05Which has better profit margins — SAGT or XTIA or AEYE or JOBY or ACHR?
SAGTEC GLOBAL Ltd (SAGT) is the more profitable company, earning 13.
3% net margin versus -2060. 7% for Archer Aviation Inc. — meaning it keeps 13. 3% of every revenue dollar as bottom-line profit. Operating margin tells a similar story: SAGT leads at 18. 2% versus -2431. 0% for ACHR. At the gross margin level — before operating expenses — AEYE leads at 78. 3%, reflecting greater pricing power or product mix advantage. Stronger margins indicate durable pricing power, lower cost of revenue, or higher mix of software/services.
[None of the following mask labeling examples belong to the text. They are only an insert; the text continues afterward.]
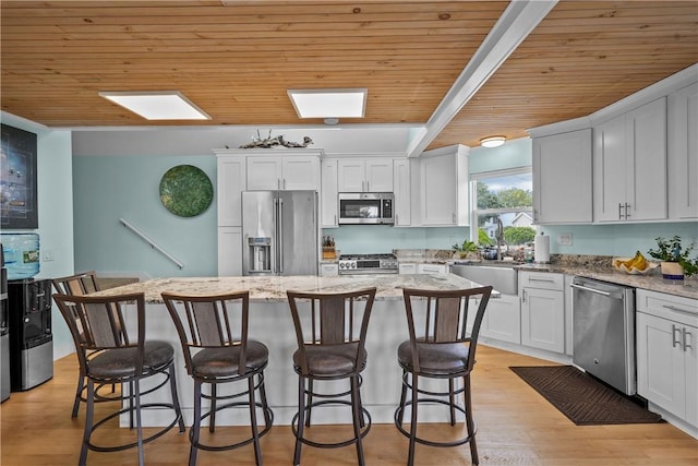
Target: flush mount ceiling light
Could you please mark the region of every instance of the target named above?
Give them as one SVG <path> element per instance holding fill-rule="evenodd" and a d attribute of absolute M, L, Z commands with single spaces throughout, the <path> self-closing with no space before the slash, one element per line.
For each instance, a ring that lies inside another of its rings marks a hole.
<path fill-rule="evenodd" d="M 480 145 L 483 147 L 498 147 L 506 141 L 504 136 L 490 136 L 480 140 Z"/>
<path fill-rule="evenodd" d="M 324 118 L 336 124 L 339 118 L 363 118 L 366 88 L 288 89 L 288 96 L 300 118 Z"/>
<path fill-rule="evenodd" d="M 210 120 L 178 91 L 100 92 L 99 95 L 146 120 Z"/>

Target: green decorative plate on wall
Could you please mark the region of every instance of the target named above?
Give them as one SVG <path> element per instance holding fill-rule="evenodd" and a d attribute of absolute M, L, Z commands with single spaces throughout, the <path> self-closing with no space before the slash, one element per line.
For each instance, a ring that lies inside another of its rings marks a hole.
<path fill-rule="evenodd" d="M 192 165 L 178 165 L 163 175 L 160 201 L 172 214 L 194 217 L 208 208 L 214 187 L 208 176 Z"/>

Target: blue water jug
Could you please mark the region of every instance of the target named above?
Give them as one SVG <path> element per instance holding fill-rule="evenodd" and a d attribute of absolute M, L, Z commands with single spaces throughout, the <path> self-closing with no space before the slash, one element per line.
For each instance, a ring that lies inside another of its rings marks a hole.
<path fill-rule="evenodd" d="M 1 237 L 8 279 L 32 278 L 39 273 L 38 234 L 3 232 Z"/>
They are one of the clearest signs of business quality.
06Which pays a better dividend — SAGT or XTIA or AEYE or JOBY or ACHR?
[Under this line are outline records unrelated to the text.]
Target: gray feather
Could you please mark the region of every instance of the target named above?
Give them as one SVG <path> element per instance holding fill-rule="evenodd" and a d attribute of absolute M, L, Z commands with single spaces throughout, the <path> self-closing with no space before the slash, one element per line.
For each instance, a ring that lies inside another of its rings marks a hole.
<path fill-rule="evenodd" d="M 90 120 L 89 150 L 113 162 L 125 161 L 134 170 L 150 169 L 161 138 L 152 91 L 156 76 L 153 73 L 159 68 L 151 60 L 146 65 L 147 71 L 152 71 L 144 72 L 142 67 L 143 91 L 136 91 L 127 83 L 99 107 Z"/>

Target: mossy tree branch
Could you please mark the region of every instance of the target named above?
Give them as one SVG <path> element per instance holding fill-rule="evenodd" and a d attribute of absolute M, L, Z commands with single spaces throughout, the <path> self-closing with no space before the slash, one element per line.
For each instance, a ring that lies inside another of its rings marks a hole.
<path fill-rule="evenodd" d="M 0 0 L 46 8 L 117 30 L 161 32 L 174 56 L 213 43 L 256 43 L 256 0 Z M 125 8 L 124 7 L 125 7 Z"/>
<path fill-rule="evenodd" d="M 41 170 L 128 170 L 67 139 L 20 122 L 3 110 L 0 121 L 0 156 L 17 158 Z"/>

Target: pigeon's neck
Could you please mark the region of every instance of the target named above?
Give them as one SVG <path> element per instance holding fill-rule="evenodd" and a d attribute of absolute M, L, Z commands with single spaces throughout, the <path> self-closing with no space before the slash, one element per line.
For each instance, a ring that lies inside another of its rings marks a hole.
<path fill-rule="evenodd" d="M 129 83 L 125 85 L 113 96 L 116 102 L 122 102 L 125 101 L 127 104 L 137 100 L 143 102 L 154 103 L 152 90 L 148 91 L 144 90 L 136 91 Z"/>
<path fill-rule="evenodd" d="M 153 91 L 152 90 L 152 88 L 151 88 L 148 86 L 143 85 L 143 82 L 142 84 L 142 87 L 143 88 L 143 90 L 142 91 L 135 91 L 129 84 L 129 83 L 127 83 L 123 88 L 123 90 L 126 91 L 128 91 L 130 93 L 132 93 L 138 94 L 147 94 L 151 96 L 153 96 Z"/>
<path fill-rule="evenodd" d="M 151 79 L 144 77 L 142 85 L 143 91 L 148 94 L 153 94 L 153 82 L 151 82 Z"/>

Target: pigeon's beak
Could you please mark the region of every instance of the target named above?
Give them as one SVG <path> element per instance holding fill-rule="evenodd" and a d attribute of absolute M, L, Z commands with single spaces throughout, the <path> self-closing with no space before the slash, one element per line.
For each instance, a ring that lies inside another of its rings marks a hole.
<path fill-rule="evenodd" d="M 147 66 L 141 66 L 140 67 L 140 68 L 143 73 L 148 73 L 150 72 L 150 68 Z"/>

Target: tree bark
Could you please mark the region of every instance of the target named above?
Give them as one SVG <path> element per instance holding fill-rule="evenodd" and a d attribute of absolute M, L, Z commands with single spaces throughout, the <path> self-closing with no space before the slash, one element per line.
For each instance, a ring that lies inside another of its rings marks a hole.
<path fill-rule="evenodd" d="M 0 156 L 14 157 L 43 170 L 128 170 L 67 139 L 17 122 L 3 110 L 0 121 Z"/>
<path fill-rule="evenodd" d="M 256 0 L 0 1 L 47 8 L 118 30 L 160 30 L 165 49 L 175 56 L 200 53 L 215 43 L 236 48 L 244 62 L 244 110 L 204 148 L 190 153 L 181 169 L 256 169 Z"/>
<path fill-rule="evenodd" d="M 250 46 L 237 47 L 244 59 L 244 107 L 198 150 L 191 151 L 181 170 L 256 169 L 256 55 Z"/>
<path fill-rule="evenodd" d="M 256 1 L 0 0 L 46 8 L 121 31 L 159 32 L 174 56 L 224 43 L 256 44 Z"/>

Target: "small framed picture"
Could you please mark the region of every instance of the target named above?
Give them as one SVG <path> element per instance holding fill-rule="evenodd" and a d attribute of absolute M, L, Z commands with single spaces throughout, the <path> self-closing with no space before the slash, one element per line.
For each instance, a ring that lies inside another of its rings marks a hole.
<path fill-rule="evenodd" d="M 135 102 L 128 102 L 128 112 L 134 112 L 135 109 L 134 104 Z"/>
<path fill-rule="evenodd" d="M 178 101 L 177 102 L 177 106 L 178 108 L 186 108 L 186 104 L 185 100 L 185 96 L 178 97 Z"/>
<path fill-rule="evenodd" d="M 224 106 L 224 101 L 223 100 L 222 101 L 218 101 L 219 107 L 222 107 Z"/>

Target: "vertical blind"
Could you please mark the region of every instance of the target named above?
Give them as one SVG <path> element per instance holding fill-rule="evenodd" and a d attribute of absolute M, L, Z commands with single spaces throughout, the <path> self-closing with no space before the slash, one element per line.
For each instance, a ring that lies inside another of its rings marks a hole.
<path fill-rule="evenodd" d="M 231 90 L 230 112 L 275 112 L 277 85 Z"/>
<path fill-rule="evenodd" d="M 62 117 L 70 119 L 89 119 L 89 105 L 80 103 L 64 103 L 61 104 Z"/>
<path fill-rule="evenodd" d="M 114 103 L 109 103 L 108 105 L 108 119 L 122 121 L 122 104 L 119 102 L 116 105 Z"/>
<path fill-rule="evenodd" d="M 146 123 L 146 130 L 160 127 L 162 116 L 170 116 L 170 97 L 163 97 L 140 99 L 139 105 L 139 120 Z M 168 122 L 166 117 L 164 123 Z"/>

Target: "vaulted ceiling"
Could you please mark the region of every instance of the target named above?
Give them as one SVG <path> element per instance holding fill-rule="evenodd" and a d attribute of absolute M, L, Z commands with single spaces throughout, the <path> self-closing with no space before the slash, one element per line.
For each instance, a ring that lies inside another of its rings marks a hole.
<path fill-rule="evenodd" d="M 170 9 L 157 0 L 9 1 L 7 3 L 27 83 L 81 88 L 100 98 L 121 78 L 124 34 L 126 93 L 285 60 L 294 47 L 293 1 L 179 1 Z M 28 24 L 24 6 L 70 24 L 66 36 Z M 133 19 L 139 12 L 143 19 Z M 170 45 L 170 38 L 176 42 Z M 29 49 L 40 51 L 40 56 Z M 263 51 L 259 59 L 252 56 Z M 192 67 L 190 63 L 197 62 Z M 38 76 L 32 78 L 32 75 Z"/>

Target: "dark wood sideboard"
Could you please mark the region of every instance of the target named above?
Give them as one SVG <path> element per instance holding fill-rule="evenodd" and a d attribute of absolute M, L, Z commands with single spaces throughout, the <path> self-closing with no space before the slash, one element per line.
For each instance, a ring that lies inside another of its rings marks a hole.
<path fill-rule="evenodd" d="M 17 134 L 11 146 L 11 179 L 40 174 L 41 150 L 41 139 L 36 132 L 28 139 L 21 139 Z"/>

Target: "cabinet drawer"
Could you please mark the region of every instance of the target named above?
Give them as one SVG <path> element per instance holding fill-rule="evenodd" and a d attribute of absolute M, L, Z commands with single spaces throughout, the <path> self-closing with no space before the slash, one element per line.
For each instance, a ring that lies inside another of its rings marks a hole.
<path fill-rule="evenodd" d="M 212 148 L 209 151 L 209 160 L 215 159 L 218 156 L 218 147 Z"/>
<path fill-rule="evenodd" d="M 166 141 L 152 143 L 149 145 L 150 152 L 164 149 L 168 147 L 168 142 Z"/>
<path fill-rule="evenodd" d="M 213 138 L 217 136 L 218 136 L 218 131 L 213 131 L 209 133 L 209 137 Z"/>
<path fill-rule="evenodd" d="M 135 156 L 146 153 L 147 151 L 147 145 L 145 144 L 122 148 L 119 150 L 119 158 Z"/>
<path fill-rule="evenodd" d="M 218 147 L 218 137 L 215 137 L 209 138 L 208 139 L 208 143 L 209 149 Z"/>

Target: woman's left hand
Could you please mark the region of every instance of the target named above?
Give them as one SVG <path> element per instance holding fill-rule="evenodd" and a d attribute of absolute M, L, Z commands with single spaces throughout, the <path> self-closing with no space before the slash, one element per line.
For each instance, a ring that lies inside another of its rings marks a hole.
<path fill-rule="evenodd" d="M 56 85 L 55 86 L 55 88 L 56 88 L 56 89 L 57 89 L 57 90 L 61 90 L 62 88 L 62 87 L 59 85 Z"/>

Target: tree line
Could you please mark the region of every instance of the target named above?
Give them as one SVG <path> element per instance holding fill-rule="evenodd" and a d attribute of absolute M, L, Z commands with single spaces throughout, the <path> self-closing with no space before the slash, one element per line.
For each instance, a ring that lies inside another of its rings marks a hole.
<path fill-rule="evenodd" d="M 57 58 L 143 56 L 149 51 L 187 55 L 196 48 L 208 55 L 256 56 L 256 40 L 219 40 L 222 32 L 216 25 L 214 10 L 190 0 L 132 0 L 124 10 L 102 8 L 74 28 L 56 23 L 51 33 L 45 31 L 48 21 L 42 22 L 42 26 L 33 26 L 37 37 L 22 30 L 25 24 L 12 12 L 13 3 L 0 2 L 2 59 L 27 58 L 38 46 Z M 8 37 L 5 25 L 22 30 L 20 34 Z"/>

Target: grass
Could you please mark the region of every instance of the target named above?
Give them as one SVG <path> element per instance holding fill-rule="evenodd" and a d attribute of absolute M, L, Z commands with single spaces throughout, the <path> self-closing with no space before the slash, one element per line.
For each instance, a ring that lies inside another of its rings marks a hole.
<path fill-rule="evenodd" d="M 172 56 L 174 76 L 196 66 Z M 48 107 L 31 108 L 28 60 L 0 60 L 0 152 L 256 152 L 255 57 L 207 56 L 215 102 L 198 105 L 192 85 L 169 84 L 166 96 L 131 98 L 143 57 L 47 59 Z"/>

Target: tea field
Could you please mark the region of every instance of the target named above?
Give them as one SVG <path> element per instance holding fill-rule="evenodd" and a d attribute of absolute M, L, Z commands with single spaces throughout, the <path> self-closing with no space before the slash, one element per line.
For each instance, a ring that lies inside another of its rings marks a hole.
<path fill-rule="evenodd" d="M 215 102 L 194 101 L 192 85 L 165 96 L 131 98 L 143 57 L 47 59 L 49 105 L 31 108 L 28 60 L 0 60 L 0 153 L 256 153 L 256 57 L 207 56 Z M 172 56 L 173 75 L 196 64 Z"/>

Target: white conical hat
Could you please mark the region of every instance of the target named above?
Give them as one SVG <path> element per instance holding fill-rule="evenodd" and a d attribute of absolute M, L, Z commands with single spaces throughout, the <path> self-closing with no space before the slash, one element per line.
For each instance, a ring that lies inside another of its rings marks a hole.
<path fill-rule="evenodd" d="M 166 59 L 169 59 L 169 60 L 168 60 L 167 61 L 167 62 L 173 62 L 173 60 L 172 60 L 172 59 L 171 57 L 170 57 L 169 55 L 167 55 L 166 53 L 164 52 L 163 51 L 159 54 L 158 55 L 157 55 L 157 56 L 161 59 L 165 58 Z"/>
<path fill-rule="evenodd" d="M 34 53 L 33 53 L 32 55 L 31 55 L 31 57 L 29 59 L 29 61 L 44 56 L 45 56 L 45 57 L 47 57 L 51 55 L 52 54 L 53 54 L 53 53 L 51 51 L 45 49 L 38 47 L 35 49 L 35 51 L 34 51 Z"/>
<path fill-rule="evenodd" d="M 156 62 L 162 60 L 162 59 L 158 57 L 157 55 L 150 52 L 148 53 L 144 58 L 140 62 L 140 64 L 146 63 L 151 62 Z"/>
None of the stocks in this comparison currently pay a material dividend.
All are effectively zero-yield and should be held for capital appreciation rather than income.
07Is SAGT or XTIA or AEYE or JOBY or ACHR better for a retirement portfolio?
For long-horizon retirement investors, SAGTEC GLOBAL Ltd (SAGT) is the stronger choice — it scores higher on the combination of lower volatility, dividend reliability, and long-term compounding (low volatility (β -0.
33)). Archer Aviation Inc. (ACHR) carries a higher beta of 2. 95 — meaning larger drawdowns in market downturns, which matters significantly when you cannot wait years for a recovery. Both have compounded well over 10 years (SAGT: -56. 4%, ACHR: -35. 0%), confirming both are viable long-term holds — but the lower-volatility option typically results in less emotional selling during corrections. Retirement portfolios generally favour predictability over maximum returns. Consult a financial advisor before making allocation decisions.
08What are the main differences between SAGT and XTIA and AEYE and JOBY and ACHR?
These companies operate in different sectors (SAGT (Technology) and XTIA (Industrials) and AEYE (Technology) and JOBY (Industrials) and ACHR (Industrials)), which means they face different economic cycles, regulatory environments, and macro sensitivities — making direct comparison nuanced.
In terms of investment character: SAGT is a small-cap high-growth stock; XTIA is a small-cap quality compounder stock; AEYE is a small-cap quality compounder stock; JOBY is a mid-cap high-growth stock; ACHR is a small-cap quality compounder stock. These fundamental differences mean investors should not choose between them on a single metric — the "better stock" depends entirely on which of these characteristics aligns with your investment strategy.